Ireland came under renewed pressure from euro zone partners on Friday to accept quick support for its banks, but Dublin said it remained unclear for now how much its battered financial institutions required.
A day after Ireland's central bank chief acknowledged the country needed a loan running into tens of billions of euros to shore up banks that have grown dependent on ECB funds, the euro edged up on expectations of an aid deal and Irish bond spreads narrowed.
Reflecting concerns among other euro zone periphery countries that a delay in cleaning up Ireland's financial mess could sow contagion in the 16-nation single currency bloc, Greece's finance minister pressed Dublin to move fast.
"We are now at a point where decisions have to be taken," George Papaconstantinou told a European banking congress in Frankfurt. "Time is of the essence."
Irish community minister Pat Carey said the government would publish the details of its four-year fiscal plan to save 15 billion euros ($20.55 billion) early next week, before a Nov. 25 by-election which threatens to cut the already razor-thin parliamentary majority of unpopular Prime Minister Brian Cowen.

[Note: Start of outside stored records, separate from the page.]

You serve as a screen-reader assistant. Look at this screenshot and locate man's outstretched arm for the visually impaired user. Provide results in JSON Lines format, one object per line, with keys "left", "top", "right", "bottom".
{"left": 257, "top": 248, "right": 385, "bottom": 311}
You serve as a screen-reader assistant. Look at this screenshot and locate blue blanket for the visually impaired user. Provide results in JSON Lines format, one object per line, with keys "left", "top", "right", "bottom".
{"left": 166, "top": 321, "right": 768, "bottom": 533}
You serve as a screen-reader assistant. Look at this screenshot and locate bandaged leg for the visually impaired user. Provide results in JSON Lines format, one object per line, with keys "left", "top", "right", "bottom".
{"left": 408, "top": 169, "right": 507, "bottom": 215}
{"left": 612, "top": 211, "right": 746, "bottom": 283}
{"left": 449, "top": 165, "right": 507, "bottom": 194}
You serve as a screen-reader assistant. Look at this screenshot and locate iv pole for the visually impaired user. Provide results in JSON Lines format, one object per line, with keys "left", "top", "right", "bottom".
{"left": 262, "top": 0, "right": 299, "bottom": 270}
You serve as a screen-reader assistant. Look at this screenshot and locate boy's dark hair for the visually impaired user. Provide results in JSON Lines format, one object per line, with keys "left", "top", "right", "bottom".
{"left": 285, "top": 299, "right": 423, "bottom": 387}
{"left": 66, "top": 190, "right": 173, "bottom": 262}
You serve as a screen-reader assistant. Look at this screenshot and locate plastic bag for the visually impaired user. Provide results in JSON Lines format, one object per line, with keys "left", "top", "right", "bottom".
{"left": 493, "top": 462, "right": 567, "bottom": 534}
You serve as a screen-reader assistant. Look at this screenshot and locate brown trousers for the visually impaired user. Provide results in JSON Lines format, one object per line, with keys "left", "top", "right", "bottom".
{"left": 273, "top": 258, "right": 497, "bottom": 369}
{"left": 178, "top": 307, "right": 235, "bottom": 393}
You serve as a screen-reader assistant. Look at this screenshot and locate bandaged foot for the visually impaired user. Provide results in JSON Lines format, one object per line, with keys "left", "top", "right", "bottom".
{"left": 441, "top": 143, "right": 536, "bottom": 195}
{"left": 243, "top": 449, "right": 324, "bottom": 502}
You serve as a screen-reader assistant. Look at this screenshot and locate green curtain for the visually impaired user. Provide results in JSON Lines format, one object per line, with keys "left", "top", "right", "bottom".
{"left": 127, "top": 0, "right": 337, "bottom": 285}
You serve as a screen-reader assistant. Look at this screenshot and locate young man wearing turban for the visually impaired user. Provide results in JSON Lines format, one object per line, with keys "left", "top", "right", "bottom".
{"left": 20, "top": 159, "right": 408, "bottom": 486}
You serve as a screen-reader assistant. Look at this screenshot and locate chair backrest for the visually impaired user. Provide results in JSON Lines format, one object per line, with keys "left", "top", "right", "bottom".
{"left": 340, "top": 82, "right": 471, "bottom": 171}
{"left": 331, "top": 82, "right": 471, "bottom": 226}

But Carey said it was impossible to say how much aid Ireland would need until a joint mission of the European Commission, European Central Bank and International Monetary Fund, which arrived in Dublin on Thursday, had gotten to grips with the state of the banks.

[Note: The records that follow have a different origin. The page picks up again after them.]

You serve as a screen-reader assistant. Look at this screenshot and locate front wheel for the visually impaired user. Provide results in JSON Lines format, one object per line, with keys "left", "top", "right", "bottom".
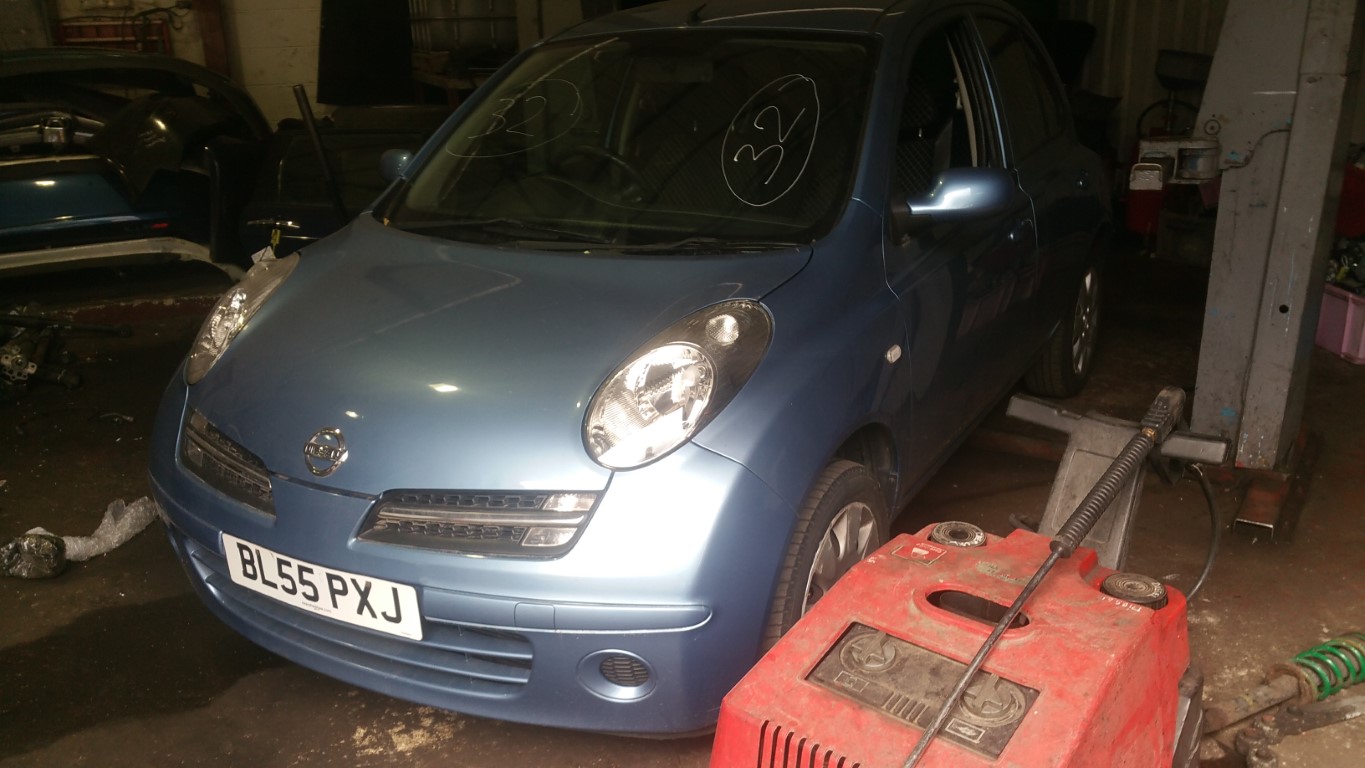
{"left": 763, "top": 460, "right": 889, "bottom": 649}
{"left": 1025, "top": 264, "right": 1101, "bottom": 397}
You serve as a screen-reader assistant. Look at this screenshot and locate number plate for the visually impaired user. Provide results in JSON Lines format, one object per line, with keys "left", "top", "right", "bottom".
{"left": 222, "top": 533, "right": 422, "bottom": 640}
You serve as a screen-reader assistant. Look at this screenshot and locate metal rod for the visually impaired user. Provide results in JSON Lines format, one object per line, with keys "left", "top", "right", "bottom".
{"left": 902, "top": 549, "right": 1061, "bottom": 767}
{"left": 1205, "top": 675, "right": 1302, "bottom": 732}
{"left": 291, "top": 84, "right": 348, "bottom": 224}
{"left": 903, "top": 387, "right": 1186, "bottom": 766}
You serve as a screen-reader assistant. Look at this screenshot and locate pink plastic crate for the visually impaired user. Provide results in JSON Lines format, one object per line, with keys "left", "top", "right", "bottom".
{"left": 1316, "top": 284, "right": 1365, "bottom": 363}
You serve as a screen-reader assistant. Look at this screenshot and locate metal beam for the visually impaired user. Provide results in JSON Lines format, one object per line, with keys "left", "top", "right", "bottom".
{"left": 1191, "top": 0, "right": 1363, "bottom": 469}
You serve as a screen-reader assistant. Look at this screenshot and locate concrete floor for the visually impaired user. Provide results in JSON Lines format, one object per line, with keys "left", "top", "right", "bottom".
{"left": 1, "top": 251, "right": 1362, "bottom": 767}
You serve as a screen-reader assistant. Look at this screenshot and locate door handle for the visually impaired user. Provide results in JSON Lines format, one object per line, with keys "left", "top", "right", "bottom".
{"left": 1076, "top": 171, "right": 1091, "bottom": 190}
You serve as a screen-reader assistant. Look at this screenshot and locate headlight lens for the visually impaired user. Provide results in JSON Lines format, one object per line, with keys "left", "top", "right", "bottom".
{"left": 585, "top": 301, "right": 771, "bottom": 469}
{"left": 185, "top": 253, "right": 299, "bottom": 384}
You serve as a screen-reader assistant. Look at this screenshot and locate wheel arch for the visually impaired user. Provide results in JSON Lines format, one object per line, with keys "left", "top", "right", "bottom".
{"left": 830, "top": 421, "right": 899, "bottom": 515}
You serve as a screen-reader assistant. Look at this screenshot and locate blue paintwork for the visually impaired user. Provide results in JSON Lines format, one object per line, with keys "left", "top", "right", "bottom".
{"left": 0, "top": 160, "right": 207, "bottom": 254}
{"left": 149, "top": 0, "right": 1109, "bottom": 734}
{"left": 1, "top": 48, "right": 266, "bottom": 269}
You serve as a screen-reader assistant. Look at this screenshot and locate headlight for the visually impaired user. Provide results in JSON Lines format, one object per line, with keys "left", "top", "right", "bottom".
{"left": 585, "top": 301, "right": 771, "bottom": 469}
{"left": 185, "top": 253, "right": 299, "bottom": 384}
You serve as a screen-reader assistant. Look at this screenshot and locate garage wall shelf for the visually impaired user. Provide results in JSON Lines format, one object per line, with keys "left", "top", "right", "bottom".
{"left": 54, "top": 18, "right": 172, "bottom": 54}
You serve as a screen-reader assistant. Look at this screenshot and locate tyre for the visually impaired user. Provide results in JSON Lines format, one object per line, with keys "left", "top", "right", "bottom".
{"left": 1025, "top": 264, "right": 1101, "bottom": 397}
{"left": 763, "top": 460, "right": 889, "bottom": 648}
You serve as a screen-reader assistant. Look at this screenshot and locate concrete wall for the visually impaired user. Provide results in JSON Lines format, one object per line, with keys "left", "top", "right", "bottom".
{"left": 514, "top": 0, "right": 582, "bottom": 51}
{"left": 42, "top": 0, "right": 319, "bottom": 126}
{"left": 49, "top": 0, "right": 209, "bottom": 65}
{"left": 1058, "top": 0, "right": 1229, "bottom": 162}
{"left": 220, "top": 0, "right": 324, "bottom": 126}
{"left": 1062, "top": 0, "right": 1364, "bottom": 154}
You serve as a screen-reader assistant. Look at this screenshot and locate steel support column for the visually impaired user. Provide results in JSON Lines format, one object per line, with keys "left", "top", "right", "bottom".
{"left": 1191, "top": 0, "right": 1363, "bottom": 469}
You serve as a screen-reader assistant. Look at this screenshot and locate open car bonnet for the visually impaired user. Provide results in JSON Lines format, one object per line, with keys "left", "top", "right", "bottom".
{"left": 0, "top": 48, "right": 269, "bottom": 192}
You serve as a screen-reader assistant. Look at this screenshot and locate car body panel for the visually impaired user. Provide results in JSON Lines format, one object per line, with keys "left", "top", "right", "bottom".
{"left": 151, "top": 372, "right": 793, "bottom": 732}
{"left": 149, "top": 0, "right": 1109, "bottom": 735}
{"left": 193, "top": 215, "right": 812, "bottom": 493}
{"left": 0, "top": 48, "right": 268, "bottom": 275}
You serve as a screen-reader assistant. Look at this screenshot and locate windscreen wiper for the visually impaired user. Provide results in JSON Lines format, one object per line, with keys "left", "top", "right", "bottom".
{"left": 399, "top": 217, "right": 611, "bottom": 245}
{"left": 619, "top": 236, "right": 804, "bottom": 253}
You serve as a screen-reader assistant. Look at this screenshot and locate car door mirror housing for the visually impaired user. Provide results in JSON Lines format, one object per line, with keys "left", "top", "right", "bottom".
{"left": 380, "top": 149, "right": 414, "bottom": 183}
{"left": 893, "top": 167, "right": 1017, "bottom": 236}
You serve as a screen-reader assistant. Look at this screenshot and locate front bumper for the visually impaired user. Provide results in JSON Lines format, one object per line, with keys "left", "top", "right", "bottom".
{"left": 0, "top": 236, "right": 232, "bottom": 276}
{"left": 149, "top": 378, "right": 796, "bottom": 734}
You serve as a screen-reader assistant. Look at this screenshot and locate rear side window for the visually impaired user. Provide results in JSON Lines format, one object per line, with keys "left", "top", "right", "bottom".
{"left": 975, "top": 17, "right": 1065, "bottom": 161}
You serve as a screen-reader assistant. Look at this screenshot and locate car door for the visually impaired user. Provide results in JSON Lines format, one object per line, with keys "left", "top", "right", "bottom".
{"left": 882, "top": 16, "right": 1039, "bottom": 487}
{"left": 972, "top": 12, "right": 1093, "bottom": 345}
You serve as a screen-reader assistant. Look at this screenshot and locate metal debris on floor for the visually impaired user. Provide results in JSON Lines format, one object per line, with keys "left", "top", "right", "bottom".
{"left": 1, "top": 497, "right": 160, "bottom": 579}
{"left": 0, "top": 529, "right": 66, "bottom": 579}
{"left": 1206, "top": 632, "right": 1365, "bottom": 766}
{"left": 1, "top": 309, "right": 132, "bottom": 403}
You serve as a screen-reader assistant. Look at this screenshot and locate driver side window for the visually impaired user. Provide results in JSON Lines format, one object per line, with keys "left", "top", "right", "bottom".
{"left": 894, "top": 25, "right": 978, "bottom": 198}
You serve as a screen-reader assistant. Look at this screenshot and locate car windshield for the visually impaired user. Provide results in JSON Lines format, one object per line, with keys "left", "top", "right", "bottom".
{"left": 383, "top": 31, "right": 873, "bottom": 251}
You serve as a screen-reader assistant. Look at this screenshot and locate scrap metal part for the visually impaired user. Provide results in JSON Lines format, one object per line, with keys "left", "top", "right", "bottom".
{"left": 1231, "top": 694, "right": 1365, "bottom": 767}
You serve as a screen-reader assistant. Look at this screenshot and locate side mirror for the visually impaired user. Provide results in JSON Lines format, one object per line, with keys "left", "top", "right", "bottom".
{"left": 380, "top": 149, "right": 414, "bottom": 183}
{"left": 892, "top": 167, "right": 1018, "bottom": 237}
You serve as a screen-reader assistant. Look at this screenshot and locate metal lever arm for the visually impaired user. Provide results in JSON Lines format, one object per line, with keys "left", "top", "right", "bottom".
{"left": 904, "top": 387, "right": 1186, "bottom": 767}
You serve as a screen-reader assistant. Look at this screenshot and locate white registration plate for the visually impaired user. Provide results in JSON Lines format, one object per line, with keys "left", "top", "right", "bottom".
{"left": 222, "top": 533, "right": 422, "bottom": 640}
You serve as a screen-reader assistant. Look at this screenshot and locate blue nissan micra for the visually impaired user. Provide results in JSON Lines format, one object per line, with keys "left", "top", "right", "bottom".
{"left": 150, "top": 0, "right": 1108, "bottom": 735}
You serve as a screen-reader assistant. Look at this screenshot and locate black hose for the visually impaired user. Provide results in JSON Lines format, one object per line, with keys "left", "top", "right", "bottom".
{"left": 1183, "top": 463, "right": 1220, "bottom": 601}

"Until such a time as the IMF and others have examined how critical the situation in the banks is, I think it would be impossible to say how much would be required," he said.
Banks in Ireland have been largely shut out of market lending due to concerns about their solvency.
They are almost entirely reliant on funding from the ECB, which reached 130 billion euros by end-October, plus an extra 35 billion euros from the Irish central bank.
Allied Irish, the hardest hit listed Irish bank, is expected to give a trading update later on Friday which will be closely scrutinized for signs of any rise in retail deposit withdrawals.
EU sources have told Reuters Ireland may need assistance of between 45 billion and 90 billion euros, depending on whether it needs help only for its banks or for public debt as well.
Euro Gains, Spreads Narrow
Dublin's borrowing costs have rocketed since late October as concerns about the banks' swelling liabilities and a German-led drive to create a system for restructuring stricken euro zone state debts unsettled investors.
Markets settled down in recent days after it became clear Ireland was open to financial aid.
On Friday, the euro pushed up to $1.37 and the risk premium on Irish 10-year bonds edged down to 5.5 percentage points over German benchmark Bunds.
The bond spreads of other financially weak euro countries like Greece and Portugal also fell.
"There is a degree of calm on anticipation of a near-term resolution for the Irish banks, which has fed to renewed risk-taking and a relief rally for the euro which could potentially rise to $1.40," said Lee Hardman, currency economist at Bank of Tokyo-Mitsubishi UFJ.
Still, aid talks could drag out if Dublin and the EU are unable to agree on the conditions attached to financial assistance that is expected to come from a 60 billion euro fund set up by the 27-nation bloc in May following a joint EU/IMF rescue for Greece.
Irish Finance Minister Brian Lenihan has insisted the IMF and EU will not have any input into Ireland's budgetary measures, even though EU rules stipulate that assistance programs can only be granted to governments that sign a strict fiscal conditionality agreement.
Ireland's rock-bottom 12.5 percent corporation tax is shaping up as a major bone of contention, with euro zone neighbors pressing Ireland to raise it as part of any deal and Dublin resisting, arguing it is crucial for foreign investment.
Irish Deputy Prime Minister Mary Coughlan told parliament on Thursday that the corporate tax rate, which countries like Britain and Germany have long viewed as a form of unfair competition, was "non-negotiable." The government is under severe pressure from the media and an opposition which smells blood.
In an exchange on Thursday night on RTE radio, an opposition MP from the Labour Party screamed at community minister Carey for ruining the country.
"You ought to be ashamed to show your face in this studio after you have brought our country to penury tonight and after the damage you have brought to people's livelihood," the MP Pat Rabbitte said.
"You have destroyed this economy. It's about time you went because you can do no more damage to this country."